November 23, 2025 at 11:12 PM
This experience actually made me feel so much for teachers. It was actually more exhausting to read totally competent, featureless work than the usual apps. We did have a great conversation about building storytelling into the second round, so maybe those will be more human.
November 23, 2025 at 10:17 PM
Reposted by Meg Reid 🦦
This thread makes me want to cry but also gives me hope, because there are those of us out here who very much want to keep art and writing by humans alive, and I know we are going to do it. But it is increasingly countercultural to believe in...basic human culture.

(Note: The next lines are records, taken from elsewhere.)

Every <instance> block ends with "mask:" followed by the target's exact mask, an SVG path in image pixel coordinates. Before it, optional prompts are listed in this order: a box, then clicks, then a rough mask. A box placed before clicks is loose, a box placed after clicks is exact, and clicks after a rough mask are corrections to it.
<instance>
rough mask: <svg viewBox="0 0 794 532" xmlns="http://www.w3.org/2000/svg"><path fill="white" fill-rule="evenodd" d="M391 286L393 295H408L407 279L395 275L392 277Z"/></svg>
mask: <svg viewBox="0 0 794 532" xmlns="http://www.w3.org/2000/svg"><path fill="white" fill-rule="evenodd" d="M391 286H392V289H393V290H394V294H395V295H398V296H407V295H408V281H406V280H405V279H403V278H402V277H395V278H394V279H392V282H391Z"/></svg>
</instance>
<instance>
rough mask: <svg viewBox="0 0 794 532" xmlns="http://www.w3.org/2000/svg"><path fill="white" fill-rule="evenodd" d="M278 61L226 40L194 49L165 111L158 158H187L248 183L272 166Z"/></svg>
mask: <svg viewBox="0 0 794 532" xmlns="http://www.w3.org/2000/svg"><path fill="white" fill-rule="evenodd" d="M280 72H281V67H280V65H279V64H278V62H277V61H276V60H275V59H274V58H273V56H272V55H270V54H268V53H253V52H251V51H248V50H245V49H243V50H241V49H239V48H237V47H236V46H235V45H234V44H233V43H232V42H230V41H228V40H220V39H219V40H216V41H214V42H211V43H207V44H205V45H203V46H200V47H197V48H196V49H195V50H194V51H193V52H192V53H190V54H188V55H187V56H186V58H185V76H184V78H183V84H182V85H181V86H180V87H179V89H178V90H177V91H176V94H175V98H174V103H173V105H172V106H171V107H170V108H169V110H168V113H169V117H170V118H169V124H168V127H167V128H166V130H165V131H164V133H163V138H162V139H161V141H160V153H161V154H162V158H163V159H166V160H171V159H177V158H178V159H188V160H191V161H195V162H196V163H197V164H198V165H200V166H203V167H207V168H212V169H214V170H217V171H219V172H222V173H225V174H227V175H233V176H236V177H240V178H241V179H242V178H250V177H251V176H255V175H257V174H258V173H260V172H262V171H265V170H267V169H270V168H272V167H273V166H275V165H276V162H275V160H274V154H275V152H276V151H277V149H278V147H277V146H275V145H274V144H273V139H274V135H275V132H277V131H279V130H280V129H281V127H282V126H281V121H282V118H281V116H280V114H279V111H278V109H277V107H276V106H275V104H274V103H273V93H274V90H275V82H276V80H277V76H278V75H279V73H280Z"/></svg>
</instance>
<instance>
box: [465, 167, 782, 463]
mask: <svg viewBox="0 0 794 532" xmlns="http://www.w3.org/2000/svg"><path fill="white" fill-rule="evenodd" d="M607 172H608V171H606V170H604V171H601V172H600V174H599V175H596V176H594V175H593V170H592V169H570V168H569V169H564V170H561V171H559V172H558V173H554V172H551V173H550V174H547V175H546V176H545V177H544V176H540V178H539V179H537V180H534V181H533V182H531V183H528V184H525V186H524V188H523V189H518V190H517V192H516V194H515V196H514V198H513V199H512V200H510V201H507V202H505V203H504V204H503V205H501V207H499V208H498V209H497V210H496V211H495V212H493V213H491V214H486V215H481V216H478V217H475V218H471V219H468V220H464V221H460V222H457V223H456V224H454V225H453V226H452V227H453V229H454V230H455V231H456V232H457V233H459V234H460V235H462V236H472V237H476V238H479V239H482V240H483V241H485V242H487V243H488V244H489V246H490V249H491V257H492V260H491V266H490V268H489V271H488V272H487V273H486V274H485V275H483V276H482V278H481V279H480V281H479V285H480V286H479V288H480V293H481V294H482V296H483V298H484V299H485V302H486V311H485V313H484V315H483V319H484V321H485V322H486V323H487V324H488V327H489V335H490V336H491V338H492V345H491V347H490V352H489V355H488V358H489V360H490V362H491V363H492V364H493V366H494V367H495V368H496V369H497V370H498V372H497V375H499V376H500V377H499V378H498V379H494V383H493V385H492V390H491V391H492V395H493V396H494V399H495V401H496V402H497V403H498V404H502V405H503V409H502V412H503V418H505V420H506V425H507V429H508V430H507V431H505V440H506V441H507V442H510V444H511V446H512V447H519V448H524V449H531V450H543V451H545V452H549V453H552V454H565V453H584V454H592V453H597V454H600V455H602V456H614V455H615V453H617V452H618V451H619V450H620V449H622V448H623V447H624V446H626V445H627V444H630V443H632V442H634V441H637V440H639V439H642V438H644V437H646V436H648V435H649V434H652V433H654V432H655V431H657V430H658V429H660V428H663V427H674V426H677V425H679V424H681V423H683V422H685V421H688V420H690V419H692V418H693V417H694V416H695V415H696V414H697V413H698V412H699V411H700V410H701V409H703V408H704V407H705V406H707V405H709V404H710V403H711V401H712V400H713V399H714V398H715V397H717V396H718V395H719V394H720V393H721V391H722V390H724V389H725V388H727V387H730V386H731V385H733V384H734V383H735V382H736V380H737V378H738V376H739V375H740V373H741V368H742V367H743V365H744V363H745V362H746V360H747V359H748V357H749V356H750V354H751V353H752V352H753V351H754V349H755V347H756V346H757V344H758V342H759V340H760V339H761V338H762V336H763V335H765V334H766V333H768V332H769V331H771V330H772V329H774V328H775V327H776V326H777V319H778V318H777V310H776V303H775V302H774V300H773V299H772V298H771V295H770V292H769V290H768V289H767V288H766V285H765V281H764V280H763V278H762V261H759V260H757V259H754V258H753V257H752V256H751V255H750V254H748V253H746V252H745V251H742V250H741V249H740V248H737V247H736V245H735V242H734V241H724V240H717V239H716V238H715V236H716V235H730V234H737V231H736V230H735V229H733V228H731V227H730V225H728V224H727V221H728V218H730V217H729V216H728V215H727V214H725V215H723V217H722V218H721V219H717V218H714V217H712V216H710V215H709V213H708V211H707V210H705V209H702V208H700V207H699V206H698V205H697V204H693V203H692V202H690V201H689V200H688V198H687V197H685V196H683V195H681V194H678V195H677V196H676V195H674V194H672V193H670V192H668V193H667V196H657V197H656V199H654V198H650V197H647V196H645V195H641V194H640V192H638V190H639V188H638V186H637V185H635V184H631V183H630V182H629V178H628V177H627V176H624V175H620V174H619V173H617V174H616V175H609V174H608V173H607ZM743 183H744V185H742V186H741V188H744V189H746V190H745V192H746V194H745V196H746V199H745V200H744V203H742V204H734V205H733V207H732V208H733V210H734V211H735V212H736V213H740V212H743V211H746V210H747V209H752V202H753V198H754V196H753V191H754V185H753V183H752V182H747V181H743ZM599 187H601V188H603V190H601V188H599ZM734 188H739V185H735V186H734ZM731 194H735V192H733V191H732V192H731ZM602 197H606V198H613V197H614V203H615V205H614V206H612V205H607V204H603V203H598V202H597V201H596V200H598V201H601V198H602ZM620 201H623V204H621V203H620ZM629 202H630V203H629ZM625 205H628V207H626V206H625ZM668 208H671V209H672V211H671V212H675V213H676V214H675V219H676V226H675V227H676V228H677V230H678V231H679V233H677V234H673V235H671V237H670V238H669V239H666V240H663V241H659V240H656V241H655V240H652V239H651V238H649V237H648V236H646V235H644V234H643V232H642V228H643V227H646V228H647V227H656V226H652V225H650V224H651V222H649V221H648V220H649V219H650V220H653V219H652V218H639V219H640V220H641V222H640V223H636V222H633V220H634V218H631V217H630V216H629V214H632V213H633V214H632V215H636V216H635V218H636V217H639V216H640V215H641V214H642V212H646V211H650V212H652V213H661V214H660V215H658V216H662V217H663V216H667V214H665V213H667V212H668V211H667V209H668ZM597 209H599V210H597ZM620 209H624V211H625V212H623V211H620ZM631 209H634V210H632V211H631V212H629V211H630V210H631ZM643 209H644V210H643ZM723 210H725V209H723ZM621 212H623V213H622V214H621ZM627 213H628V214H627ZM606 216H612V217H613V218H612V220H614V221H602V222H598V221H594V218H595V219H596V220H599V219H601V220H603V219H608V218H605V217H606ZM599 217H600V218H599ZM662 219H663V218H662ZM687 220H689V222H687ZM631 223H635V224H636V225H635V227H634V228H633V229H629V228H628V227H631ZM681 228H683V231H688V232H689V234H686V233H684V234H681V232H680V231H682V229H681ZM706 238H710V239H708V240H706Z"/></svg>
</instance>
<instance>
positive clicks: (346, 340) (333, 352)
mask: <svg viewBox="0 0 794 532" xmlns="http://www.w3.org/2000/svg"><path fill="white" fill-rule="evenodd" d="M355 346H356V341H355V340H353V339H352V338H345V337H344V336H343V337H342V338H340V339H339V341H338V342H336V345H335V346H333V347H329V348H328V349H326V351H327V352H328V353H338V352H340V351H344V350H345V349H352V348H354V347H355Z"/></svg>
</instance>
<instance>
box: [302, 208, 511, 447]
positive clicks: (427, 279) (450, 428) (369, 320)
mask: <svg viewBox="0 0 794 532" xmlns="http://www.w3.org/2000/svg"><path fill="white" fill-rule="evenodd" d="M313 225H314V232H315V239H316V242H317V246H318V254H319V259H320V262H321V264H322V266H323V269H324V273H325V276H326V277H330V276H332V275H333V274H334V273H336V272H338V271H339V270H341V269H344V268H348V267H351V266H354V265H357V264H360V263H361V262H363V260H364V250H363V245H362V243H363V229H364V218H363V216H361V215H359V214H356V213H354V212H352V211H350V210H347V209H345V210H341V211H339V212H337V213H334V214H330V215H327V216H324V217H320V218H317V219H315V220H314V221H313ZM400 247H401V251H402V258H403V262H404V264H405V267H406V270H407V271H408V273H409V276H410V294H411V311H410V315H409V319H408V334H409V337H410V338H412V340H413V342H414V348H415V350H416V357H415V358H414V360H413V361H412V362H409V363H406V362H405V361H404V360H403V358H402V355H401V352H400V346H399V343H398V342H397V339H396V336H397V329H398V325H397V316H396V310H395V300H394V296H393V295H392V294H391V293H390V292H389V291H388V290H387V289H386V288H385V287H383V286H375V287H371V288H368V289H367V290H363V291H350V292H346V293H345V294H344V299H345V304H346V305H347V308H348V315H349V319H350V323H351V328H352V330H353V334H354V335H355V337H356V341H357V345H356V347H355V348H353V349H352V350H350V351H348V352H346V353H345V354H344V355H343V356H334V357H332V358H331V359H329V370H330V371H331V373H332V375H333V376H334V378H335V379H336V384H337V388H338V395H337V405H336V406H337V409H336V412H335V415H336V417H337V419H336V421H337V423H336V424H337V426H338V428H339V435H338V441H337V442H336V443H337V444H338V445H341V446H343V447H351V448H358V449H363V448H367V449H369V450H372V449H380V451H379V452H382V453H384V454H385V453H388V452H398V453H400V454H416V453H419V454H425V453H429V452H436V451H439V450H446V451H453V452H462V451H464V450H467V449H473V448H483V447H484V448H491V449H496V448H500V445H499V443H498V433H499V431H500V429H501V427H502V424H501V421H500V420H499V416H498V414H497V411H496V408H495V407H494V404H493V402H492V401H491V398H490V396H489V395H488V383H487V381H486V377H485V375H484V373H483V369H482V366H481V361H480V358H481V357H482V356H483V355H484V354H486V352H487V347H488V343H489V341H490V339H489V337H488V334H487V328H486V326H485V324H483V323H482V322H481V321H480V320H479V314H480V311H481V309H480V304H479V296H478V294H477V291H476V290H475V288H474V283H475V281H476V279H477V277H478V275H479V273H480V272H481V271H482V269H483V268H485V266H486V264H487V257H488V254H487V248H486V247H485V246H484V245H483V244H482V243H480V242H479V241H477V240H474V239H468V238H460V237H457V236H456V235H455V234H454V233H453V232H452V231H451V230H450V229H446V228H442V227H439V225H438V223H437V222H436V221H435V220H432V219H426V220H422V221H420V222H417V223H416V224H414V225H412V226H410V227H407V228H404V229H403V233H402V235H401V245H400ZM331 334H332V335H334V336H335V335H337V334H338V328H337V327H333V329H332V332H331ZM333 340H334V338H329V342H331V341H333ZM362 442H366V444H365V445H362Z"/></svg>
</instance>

i just reviewed 50+ applications for an arts award and most of them were written by chatgpt. And then the other reviewers said they put them into Gemini to rank them. At a certain point, if everyone is giving their thinking entirely over to AI, why are we even bothering with any of this anymore?
November 23, 2025 at 7:43 PM
I truly thought that was an error too! This year has been a decade.
November 23, 2025 at 10:16 PM
If any national pub wants to pay me to write about this (from the pov of a "gatekeeper" who takes this protection of language and literary culture pretty seriously, pls let me know)
November 23, 2025 at 9:52 PM
I read literary work for a living. I can spot chatgpt writing quickly based on the word choice, cadence, and overall competency. People haven't been taught grammar in schools in decades, so the complexity of the sentence structures, in addition to some telltale rhythmic obsessions, gives it away.
November 23, 2025 at 9:22 PM
Reposted by Meg Reid 🦦
In a time of slop, AI or not, it’s time to lean into niche communities and odd work by passionate weirdos with well-honed clarity of intention and craft
This is so relevant to my day-to-day thinking at @hubcitypress.bsky.social. instead of being demoralized and saying, let AI do all the publishing work and pump out more slop to boost sales, our new focus is carefully curated + clearly human created. Hence the focus on short stories, novellas, etc.
November 23, 2025 at 8:07 PM
Some, but not all, thankfully.
November 23, 2025 at 7:30 PM
AI is a massive boon to the fly-by-night vanity publishers and high-output KDP book content. Even big 5 publishing has embraced AI for covers for their republished fanfiction. It's more important than ever for real independent presses to stress the human-made, anti-algorithmic nature of our work.
This is the only sensible way forward. If people don't want to do the work, they should do something else. Thank you for holding the line against the slop.
November 23, 2025 at 6:39 PM
This is so relevant to my day-to-day thinking at @hubcitypress.bsky.social. instead of being demoralized and saying, let AI do all the publishing work and pump out more slop to boost sales, our new focus is carefully curated + clearly human created. Hence the focus on short stories, novellas, etc.